Obrigada, minha filha, obrigada. Como é seu nome mesmo? Ni-Nicinha, disse. Ah! Então é você a famoooossssa Nicinha. Todo mundo aqui comenta que você, é bem prestativa. É, tento ajudar no que posso, né! Carmem ficou olhando, fumando, olhando. É, parece que me deixaram um pouco só, graças a Deus, é tanta gente que até fico irritada às vezes, mas fazer o que né, nega, são os ossos da profissão e do sucesso.
Ah!, mas comentam também que você, além de graciosa e simpática, tem belas pernas, já trabalhou em circo. Vou dar um jeito, vai lá, fala prô Moacir, o dançarino que eu M-A –N-D-E-I, colocar você lá na figuração. Traje de baiana estilizada é que não falta por aqui, né, disse Carmem, simulando uma pequena intimidade com Nicinha, que ficou um pouco nervosa e assustada. Vai, menina, vai. E avisa ele que, durante o show, vou dar unas olhadelas prá trás prá ver se você está incluída, OK. E brincou, vou levar você para os Estates comigo, quer?!

O resto o país inteiro sabe até hoje. A frieza com que La Miranda foi recebida pela alta sociedade aquela noite, uma trama provavelmente, de um grupo de jornalistas e artistas que achavam que ela tinha voltado americanizada e já não tinha nem mais molho e nem suíngue e que Hollywood a tinha transformado num estereótipo, numa caricatura da brejeirice brasileira e da latinidade. E olha que os produtores do show tinham se esmerado no repertório. De Lamartine Babo, Ari Barroso até Dorival Caymmi, Assis Valente e outros.
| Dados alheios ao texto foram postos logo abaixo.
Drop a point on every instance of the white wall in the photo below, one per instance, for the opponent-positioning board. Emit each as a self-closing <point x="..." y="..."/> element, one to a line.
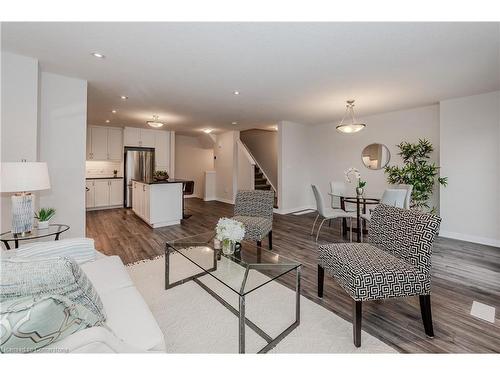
<point x="294" y="167"/>
<point x="192" y="160"/>
<point x="332" y="152"/>
<point x="226" y="166"/>
<point x="19" y="116"/>
<point x="470" y="157"/>
<point x="62" y="143"/>
<point x="246" y="168"/>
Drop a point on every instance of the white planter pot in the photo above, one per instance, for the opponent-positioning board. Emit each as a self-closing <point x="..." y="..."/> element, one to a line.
<point x="43" y="224"/>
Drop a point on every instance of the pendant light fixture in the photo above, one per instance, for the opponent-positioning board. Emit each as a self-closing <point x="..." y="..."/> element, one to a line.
<point x="155" y="123"/>
<point x="352" y="126"/>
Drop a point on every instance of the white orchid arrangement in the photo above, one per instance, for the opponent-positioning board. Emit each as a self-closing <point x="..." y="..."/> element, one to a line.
<point x="229" y="230"/>
<point x="357" y="175"/>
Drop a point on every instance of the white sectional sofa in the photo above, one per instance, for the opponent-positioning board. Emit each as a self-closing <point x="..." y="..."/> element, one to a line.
<point x="130" y="325"/>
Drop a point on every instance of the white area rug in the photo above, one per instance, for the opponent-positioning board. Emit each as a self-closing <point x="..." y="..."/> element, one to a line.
<point x="195" y="322"/>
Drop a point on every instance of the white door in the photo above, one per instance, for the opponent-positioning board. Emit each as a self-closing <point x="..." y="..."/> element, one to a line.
<point x="147" y="138"/>
<point x="162" y="150"/>
<point x="89" y="194"/>
<point x="116" y="192"/>
<point x="99" y="141"/>
<point x="115" y="144"/>
<point x="101" y="193"/>
<point x="131" y="137"/>
<point x="89" y="143"/>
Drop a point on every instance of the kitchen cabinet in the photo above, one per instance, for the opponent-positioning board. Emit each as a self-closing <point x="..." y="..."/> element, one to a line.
<point x="162" y="150"/>
<point x="104" y="143"/>
<point x="103" y="193"/>
<point x="89" y="194"/>
<point x="159" y="205"/>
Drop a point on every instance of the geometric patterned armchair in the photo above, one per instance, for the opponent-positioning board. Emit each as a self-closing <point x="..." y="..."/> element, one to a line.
<point x="254" y="208"/>
<point x="396" y="262"/>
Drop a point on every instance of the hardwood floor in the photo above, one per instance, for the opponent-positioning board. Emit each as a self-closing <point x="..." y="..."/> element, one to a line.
<point x="462" y="273"/>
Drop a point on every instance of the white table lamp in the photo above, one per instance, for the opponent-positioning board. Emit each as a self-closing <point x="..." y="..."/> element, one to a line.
<point x="22" y="178"/>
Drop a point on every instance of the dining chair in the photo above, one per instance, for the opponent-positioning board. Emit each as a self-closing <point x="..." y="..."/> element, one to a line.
<point x="328" y="213"/>
<point x="391" y="197"/>
<point x="409" y="190"/>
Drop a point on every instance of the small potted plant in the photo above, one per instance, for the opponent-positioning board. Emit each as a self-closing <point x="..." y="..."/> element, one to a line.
<point x="161" y="175"/>
<point x="230" y="232"/>
<point x="43" y="216"/>
<point x="360" y="185"/>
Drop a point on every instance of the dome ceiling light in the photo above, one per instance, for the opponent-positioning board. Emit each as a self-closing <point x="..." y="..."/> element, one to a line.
<point x="352" y="126"/>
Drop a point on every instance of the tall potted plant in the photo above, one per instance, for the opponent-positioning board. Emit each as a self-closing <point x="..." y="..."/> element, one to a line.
<point x="417" y="171"/>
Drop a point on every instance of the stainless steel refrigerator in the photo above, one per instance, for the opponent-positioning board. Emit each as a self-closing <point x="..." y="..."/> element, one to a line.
<point x="139" y="165"/>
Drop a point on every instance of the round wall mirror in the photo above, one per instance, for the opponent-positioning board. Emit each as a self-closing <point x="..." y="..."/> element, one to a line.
<point x="375" y="156"/>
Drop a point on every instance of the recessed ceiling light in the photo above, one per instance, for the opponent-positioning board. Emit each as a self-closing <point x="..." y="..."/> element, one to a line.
<point x="155" y="123"/>
<point x="98" y="55"/>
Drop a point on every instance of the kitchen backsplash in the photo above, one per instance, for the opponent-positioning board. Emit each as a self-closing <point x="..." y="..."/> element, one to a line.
<point x="103" y="168"/>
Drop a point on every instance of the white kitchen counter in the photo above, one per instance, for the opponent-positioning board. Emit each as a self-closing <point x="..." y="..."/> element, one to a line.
<point x="159" y="204"/>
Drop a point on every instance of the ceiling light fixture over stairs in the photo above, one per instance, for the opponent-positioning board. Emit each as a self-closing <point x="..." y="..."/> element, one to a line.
<point x="353" y="126"/>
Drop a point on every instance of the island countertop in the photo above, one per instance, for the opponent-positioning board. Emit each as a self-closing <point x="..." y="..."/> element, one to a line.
<point x="154" y="182"/>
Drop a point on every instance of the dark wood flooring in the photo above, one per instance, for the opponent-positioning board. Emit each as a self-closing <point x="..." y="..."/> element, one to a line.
<point x="462" y="273"/>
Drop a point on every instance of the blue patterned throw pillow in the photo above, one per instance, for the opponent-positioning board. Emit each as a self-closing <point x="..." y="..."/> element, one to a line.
<point x="53" y="276"/>
<point x="30" y="323"/>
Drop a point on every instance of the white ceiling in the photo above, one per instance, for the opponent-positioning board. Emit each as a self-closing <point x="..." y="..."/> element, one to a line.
<point x="187" y="72"/>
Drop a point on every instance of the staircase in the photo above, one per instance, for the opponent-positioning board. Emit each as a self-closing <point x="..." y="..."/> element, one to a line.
<point x="261" y="183"/>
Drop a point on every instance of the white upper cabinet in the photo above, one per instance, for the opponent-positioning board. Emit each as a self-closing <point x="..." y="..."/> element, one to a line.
<point x="162" y="150"/>
<point x="104" y="143"/>
<point x="115" y="144"/>
<point x="132" y="137"/>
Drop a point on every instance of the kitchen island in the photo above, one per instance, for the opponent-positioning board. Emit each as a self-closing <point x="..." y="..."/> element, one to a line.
<point x="158" y="203"/>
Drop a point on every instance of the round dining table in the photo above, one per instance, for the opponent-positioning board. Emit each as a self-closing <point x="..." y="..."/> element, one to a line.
<point x="359" y="201"/>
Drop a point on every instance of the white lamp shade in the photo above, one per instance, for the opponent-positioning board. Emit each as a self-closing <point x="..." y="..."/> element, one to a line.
<point x="24" y="176"/>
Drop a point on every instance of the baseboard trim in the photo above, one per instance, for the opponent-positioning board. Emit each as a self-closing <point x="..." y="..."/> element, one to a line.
<point x="470" y="238"/>
<point x="287" y="211"/>
<point x="224" y="200"/>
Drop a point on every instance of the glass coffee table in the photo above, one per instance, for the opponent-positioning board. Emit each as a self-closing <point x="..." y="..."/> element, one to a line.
<point x="242" y="273"/>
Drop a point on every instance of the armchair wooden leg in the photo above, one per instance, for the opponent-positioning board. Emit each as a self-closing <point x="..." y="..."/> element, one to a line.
<point x="425" y="309"/>
<point x="321" y="280"/>
<point x="356" y="323"/>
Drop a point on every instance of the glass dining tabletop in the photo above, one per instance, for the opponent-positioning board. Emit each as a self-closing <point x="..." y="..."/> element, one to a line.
<point x="243" y="272"/>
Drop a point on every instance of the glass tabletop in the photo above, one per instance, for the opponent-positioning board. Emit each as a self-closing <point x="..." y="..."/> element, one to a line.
<point x="52" y="230"/>
<point x="243" y="272"/>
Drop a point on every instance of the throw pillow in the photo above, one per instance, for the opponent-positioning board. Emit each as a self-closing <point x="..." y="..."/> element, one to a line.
<point x="80" y="250"/>
<point x="38" y="277"/>
<point x="31" y="323"/>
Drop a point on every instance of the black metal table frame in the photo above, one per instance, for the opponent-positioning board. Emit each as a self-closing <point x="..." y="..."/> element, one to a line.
<point x="16" y="240"/>
<point x="240" y="313"/>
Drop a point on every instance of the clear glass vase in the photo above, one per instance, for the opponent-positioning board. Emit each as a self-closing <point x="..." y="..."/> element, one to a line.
<point x="228" y="247"/>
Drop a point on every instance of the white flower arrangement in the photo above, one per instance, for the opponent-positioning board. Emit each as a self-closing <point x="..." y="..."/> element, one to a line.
<point x="230" y="230"/>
É claro, no esquema do star system Carmem voltou riquíssima, prá compensar.
No final do show, decepcionada,Carmem Miranda pediu prá ficar um pouco sozinha, “fugindo daquele inferno, entrevistas,fotos,bajulações, etc”. Estava reclinada frente ao espelho circundado por luzes, por cima dos potes de maquiagem e perfumes. Num acesso gostaria de ter jogado tudo aquilo no lixo.Foi quando Nicinha pediu licença na porta entreaberta. “ Posso entrar”. Carmem levantou a um pouco a cabeça, estava chorando. “Tá vendo, querida, que ingratidão, o que fazem com a gente.” Soluçando se abriu com ela, dizendo que nunca mais iria voltar ao Brasil. Nicinha disse”não fique triste não, não compensa...”
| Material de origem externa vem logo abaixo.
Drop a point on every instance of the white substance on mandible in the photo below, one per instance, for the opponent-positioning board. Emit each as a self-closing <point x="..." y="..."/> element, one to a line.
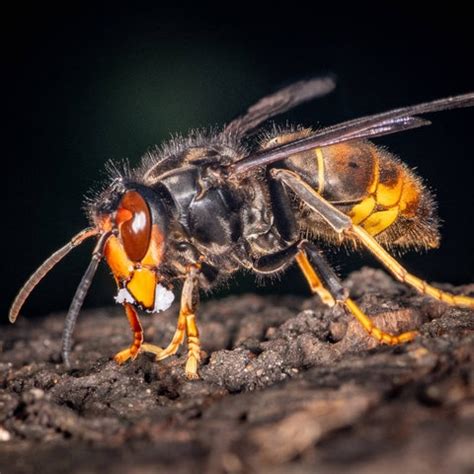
<point x="163" y="298"/>
<point x="124" y="296"/>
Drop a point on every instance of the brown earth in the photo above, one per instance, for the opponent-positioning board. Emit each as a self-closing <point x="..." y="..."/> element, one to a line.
<point x="286" y="386"/>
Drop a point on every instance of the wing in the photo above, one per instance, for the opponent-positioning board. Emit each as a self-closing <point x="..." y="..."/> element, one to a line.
<point x="393" y="121"/>
<point x="278" y="103"/>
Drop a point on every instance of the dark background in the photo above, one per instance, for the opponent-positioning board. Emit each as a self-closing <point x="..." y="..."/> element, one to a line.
<point x="85" y="86"/>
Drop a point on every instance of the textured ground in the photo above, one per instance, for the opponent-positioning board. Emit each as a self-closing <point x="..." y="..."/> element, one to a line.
<point x="287" y="387"/>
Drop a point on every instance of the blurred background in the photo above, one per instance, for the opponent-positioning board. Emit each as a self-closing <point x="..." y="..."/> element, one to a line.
<point x="86" y="86"/>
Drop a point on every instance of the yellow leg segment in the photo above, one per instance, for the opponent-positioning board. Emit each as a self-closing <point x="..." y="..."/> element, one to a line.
<point x="194" y="348"/>
<point x="173" y="346"/>
<point x="404" y="276"/>
<point x="134" y="349"/>
<point x="317" y="286"/>
<point x="374" y="331"/>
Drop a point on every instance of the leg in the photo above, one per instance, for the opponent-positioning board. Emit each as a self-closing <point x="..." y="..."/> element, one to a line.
<point x="343" y="225"/>
<point x="134" y="349"/>
<point x="173" y="346"/>
<point x="339" y="295"/>
<point x="186" y="322"/>
<point x="404" y="276"/>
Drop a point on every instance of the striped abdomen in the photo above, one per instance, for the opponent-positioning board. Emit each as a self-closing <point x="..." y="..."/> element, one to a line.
<point x="372" y="187"/>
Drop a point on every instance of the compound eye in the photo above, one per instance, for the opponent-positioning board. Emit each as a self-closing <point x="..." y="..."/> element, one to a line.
<point x="134" y="221"/>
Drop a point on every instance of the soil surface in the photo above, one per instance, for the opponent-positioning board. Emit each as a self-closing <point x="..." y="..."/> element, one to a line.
<point x="287" y="386"/>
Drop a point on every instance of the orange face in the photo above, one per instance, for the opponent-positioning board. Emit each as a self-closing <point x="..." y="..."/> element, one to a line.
<point x="135" y="253"/>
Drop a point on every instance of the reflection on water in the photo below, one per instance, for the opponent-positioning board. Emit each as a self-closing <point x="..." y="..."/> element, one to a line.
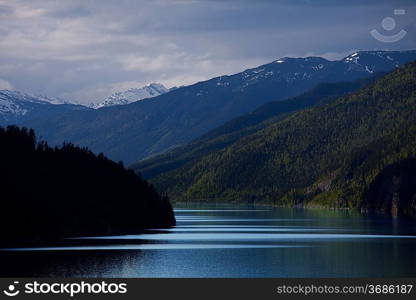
<point x="219" y="241"/>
Nos EUA Carmem Miranda tornou-se um ícone. Amiga de gente famosíssima. Entre eles Jimmy Durante. Em seu famoso show na TV americana, Carmem passou mal, quase caiu. Ele a segurou. “Que isso, menina, levante, o show não pode parar!”. Era o frágil coração magoado da estrela evidenciando o seu fim.
Carmem Miranda voltou, 14 anos depois, com sucesso internacional redobrado, mas cansada, cansada. Desta vez foi recebida calorosamente. Como tinha contratos intermináveis no show business americano, só voltou em 1955. Morta. E o país parou para ver sua maior estrela ser enterrada. Nicinha,que tinha tornado sua grande e discreta amiga, com ela viveu nos Estados Unidos,todos aqueles anos. Sempre aparecia muito sorridente,embora quase incógnita, lá no fundo, na “linha do coro”, com um pequeno cesto de frutas na cabeça, baiana estilizada,sambando, como as outras da Ucrânia,de Portugal,do México, da Grécia, de Cuba,dos confins dos EUA.Todas querendo vencer na terra do cinema.
O álbum de fotos e recordações de Nicinha,com várias dedicatórias de Carmem Miranda, guardado durante muito tempo, com muito carinho por Fernando, um de seus sobrinhos prediletos, extraviou-se certa vez e deve estar por aí, em algum lugar, na casa de alguém, sabe-se lá onde...
Talvez numa nebulosa cheia de estrelas, onde costumam ficar as almas sensíveis, como a de Nicinha, se deliciando com os trejeitos do Chica Chica Bom,do Bambu Le –Le ou do Tico Tico no Fubá de Carmem La Miranda.